That scene had an extra dimension of meaning on the island, says Chavez. “Caligula doesn’t let anyone talk, he cuts them off, so in Cuba, where there is no freedom of speech, people got all excited,” he says.
Scipio’s departure has a poignant implication for a country that has seen generations of its people go into exile. “In Cuba if you say someone is leaving, they’re leaving forever,” Chavez says. “They cannot come back.”
Staging and costumes underline the contemporary connections. At one point actors march waving red flags and chanting Caligula’s name. Helikon wears tall black boots and a braid-encrusted uniform.
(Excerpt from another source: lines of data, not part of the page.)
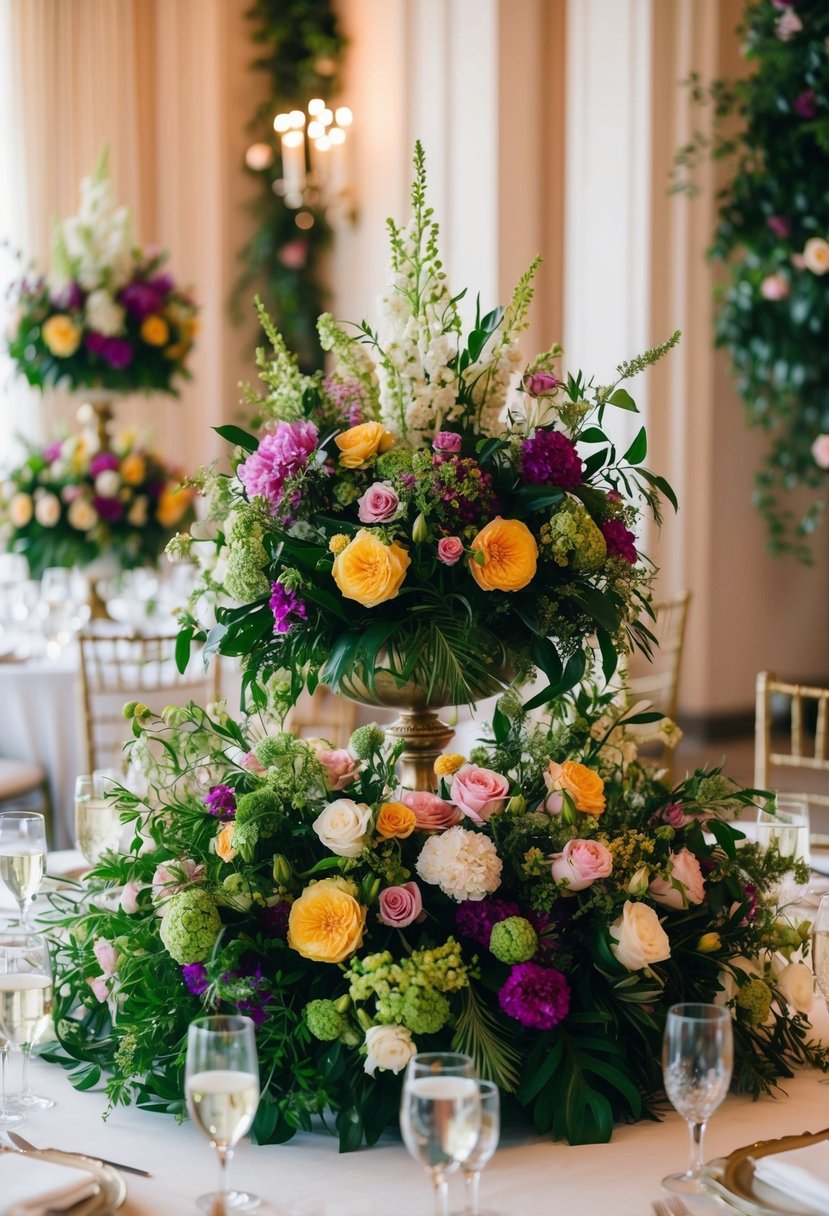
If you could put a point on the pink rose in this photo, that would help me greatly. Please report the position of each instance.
(378, 504)
(400, 905)
(580, 863)
(106, 955)
(340, 767)
(479, 792)
(821, 451)
(433, 814)
(684, 870)
(450, 550)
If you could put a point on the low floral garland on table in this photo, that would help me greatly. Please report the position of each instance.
(540, 912)
(108, 316)
(69, 504)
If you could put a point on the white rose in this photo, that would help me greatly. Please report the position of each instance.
(21, 510)
(48, 510)
(388, 1048)
(796, 984)
(638, 939)
(342, 827)
(82, 514)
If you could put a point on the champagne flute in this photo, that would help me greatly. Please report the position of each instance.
(26, 1005)
(485, 1146)
(22, 856)
(221, 1086)
(698, 1056)
(440, 1115)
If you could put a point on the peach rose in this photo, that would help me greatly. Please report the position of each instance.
(359, 444)
(509, 556)
(395, 821)
(368, 570)
(326, 922)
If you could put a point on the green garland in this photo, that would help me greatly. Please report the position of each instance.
(300, 49)
(772, 309)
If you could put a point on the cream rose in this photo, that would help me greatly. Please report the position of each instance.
(637, 938)
(388, 1048)
(343, 826)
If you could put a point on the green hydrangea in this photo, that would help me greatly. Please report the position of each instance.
(325, 1020)
(513, 940)
(190, 925)
(573, 539)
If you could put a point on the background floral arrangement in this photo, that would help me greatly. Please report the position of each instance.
(773, 235)
(541, 912)
(405, 514)
(108, 316)
(69, 504)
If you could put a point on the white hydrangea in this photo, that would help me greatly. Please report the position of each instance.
(463, 863)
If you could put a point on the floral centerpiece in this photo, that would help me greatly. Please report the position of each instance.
(539, 912)
(407, 517)
(69, 504)
(108, 315)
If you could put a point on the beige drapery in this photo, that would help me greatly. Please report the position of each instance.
(165, 84)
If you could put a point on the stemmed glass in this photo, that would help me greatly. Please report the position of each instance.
(221, 1086)
(26, 1005)
(698, 1056)
(485, 1146)
(440, 1115)
(22, 856)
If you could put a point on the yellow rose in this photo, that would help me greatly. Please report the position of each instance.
(368, 570)
(61, 335)
(357, 444)
(225, 842)
(154, 331)
(584, 784)
(133, 469)
(326, 923)
(509, 556)
(395, 820)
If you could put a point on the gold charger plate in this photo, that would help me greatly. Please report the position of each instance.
(733, 1178)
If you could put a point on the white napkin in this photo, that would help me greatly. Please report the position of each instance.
(29, 1184)
(801, 1172)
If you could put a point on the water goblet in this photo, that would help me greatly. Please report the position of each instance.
(26, 1005)
(698, 1057)
(440, 1115)
(22, 856)
(221, 1086)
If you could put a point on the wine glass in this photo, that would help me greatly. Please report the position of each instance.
(485, 1146)
(221, 1086)
(22, 856)
(440, 1115)
(698, 1056)
(26, 1005)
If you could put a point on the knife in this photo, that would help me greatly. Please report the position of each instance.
(116, 1165)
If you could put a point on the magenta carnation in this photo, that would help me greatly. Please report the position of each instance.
(536, 996)
(280, 455)
(551, 459)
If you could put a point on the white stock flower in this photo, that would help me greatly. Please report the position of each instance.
(342, 827)
(389, 1048)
One of Cuba’s leading actors, Broselianda Hernandez, plays Scipio, the male poet who inflames Caligula’s desire — a gender-bending twist that adds to the disorientation of Caligula’s world.
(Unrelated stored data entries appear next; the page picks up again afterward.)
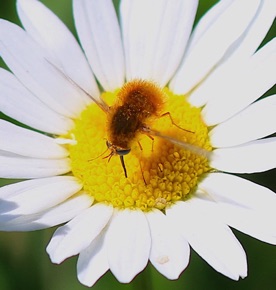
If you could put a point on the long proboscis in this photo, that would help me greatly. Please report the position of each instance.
(99, 102)
(193, 148)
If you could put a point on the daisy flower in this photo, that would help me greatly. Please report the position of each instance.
(115, 137)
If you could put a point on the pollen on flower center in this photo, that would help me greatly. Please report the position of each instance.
(159, 173)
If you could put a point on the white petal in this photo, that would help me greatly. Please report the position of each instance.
(243, 205)
(210, 238)
(259, 225)
(75, 236)
(255, 122)
(93, 262)
(98, 29)
(17, 102)
(214, 45)
(20, 52)
(58, 41)
(14, 166)
(255, 156)
(170, 252)
(155, 34)
(236, 191)
(256, 31)
(33, 196)
(237, 84)
(49, 218)
(206, 21)
(28, 143)
(128, 242)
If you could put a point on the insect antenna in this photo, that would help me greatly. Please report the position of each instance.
(123, 164)
(100, 102)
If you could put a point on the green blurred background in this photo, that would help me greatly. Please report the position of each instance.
(24, 263)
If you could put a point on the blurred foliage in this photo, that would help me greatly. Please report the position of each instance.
(24, 263)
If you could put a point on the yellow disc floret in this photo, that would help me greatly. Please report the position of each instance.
(159, 173)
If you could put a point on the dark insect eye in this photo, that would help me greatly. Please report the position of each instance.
(122, 152)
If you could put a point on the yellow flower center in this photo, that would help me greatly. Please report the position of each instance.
(159, 173)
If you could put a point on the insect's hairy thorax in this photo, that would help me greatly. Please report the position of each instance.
(130, 115)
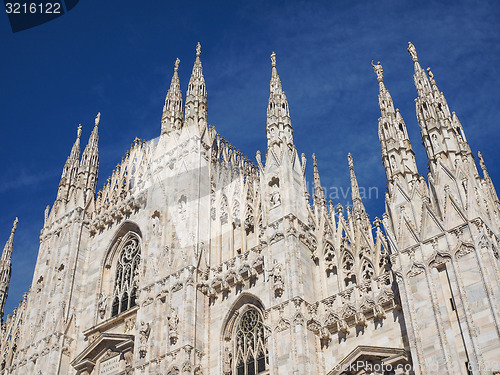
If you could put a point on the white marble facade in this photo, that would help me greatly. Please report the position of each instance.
(192, 259)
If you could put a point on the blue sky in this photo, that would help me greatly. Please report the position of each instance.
(117, 58)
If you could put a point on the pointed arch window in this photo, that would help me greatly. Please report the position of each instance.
(251, 354)
(126, 278)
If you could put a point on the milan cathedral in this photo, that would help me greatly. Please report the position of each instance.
(192, 259)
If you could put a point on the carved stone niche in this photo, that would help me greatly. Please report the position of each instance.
(108, 354)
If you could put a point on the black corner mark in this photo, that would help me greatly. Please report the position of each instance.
(25, 14)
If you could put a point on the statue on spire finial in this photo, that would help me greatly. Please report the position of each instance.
(349, 159)
(379, 71)
(429, 72)
(14, 225)
(273, 59)
(412, 51)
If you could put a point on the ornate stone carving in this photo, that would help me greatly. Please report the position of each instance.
(173, 322)
(277, 279)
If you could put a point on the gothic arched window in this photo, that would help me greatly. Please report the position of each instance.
(127, 271)
(251, 355)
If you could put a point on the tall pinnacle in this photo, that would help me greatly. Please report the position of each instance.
(89, 165)
(384, 97)
(357, 204)
(172, 110)
(70, 170)
(442, 135)
(196, 96)
(319, 194)
(397, 154)
(6, 267)
(279, 126)
(7, 250)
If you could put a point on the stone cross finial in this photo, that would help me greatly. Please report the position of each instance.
(379, 71)
(412, 51)
(349, 159)
(273, 59)
(14, 225)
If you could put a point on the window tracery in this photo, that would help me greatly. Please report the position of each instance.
(126, 279)
(251, 354)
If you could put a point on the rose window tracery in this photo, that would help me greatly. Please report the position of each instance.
(251, 350)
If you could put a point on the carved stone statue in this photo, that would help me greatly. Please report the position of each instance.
(275, 276)
(412, 51)
(173, 322)
(144, 332)
(379, 71)
(102, 304)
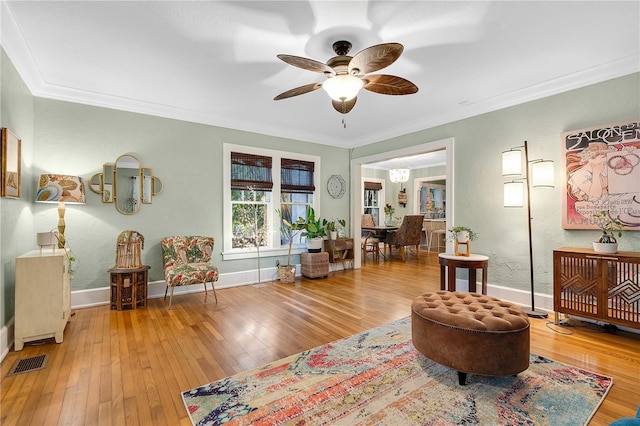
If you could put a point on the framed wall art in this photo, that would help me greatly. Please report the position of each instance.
(11, 161)
(602, 173)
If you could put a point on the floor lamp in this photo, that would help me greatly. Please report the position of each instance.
(542, 175)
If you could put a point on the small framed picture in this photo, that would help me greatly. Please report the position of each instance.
(11, 161)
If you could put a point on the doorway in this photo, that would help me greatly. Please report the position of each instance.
(358, 189)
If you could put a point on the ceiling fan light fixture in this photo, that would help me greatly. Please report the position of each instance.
(343, 87)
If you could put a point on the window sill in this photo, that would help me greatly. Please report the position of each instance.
(253, 253)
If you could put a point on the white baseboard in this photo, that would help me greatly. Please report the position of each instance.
(101, 296)
(156, 289)
(6, 339)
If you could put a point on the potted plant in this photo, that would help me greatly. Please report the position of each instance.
(287, 273)
(313, 231)
(388, 212)
(461, 234)
(331, 227)
(610, 227)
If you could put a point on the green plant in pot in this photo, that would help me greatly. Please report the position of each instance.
(461, 234)
(611, 227)
(313, 231)
(331, 227)
(289, 230)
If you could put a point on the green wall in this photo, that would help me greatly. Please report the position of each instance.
(16, 224)
(479, 142)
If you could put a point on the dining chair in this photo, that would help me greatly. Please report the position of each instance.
(408, 234)
(370, 241)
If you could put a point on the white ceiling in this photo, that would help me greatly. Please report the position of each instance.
(214, 62)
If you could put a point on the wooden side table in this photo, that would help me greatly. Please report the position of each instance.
(340, 250)
(471, 262)
(129, 287)
(314, 265)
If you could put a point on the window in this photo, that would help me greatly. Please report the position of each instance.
(296, 191)
(257, 183)
(251, 187)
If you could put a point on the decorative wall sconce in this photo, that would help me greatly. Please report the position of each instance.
(542, 175)
(400, 176)
(126, 183)
(60, 189)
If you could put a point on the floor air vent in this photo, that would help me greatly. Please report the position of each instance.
(26, 365)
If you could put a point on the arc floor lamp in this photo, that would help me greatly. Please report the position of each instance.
(542, 176)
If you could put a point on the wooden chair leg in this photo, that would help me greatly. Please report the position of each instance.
(171, 296)
(214, 291)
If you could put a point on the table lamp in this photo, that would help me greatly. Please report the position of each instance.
(60, 189)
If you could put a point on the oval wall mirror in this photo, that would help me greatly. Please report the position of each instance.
(128, 185)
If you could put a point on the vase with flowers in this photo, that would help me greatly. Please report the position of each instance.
(610, 227)
(388, 214)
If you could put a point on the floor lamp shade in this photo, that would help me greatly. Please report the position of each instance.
(60, 189)
(514, 194)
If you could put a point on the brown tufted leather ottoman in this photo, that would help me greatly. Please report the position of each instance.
(471, 332)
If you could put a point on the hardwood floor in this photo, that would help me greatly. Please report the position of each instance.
(129, 367)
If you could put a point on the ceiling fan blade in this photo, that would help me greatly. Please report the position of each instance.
(389, 85)
(375, 58)
(344, 107)
(298, 91)
(307, 64)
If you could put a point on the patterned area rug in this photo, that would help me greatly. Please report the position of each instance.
(378, 378)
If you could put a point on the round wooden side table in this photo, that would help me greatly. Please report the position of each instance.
(129, 287)
(472, 262)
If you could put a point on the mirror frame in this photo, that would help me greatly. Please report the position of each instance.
(105, 184)
(121, 199)
(108, 183)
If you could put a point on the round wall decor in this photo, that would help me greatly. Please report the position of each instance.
(336, 186)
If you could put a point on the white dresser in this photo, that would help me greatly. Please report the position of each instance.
(43, 296)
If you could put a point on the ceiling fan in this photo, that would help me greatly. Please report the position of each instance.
(346, 75)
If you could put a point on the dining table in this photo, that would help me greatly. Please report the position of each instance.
(380, 232)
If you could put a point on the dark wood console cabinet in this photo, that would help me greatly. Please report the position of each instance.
(602, 287)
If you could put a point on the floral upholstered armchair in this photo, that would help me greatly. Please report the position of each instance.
(408, 234)
(186, 261)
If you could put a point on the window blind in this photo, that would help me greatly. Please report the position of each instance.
(251, 171)
(296, 176)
By telling the story of an insular society torn apart by the crazed exercise of absolute power, Caligula held up a mirror to Cuba that showed citizens chafing at the island’s system that they were neither crazy nor alone.
“In a society where people cannot talk freely about what is happening and surrounding them, when they watch a play that tells them about their reality in a non-obvious way, through the art — people went crazy,” Chavez says.
And yet Diaz insists that Caligula’s meaning extends far beyond Cuba.
“The story has points of connection with all the eras of humanity,” he says. “It goes through all the ways of power in the history of humanity.
“It would be very reductive, to think of ourselves and nothing else. … We want to amplify the reality that sometimes power is not used well.”
Chavez agrees with his former colleague.
“Carlos Diaz always said that if you reduced Camus’ play to the Cuban situation you reduce the play,” he says. “There are many readings. And people will draw their own conclusions.”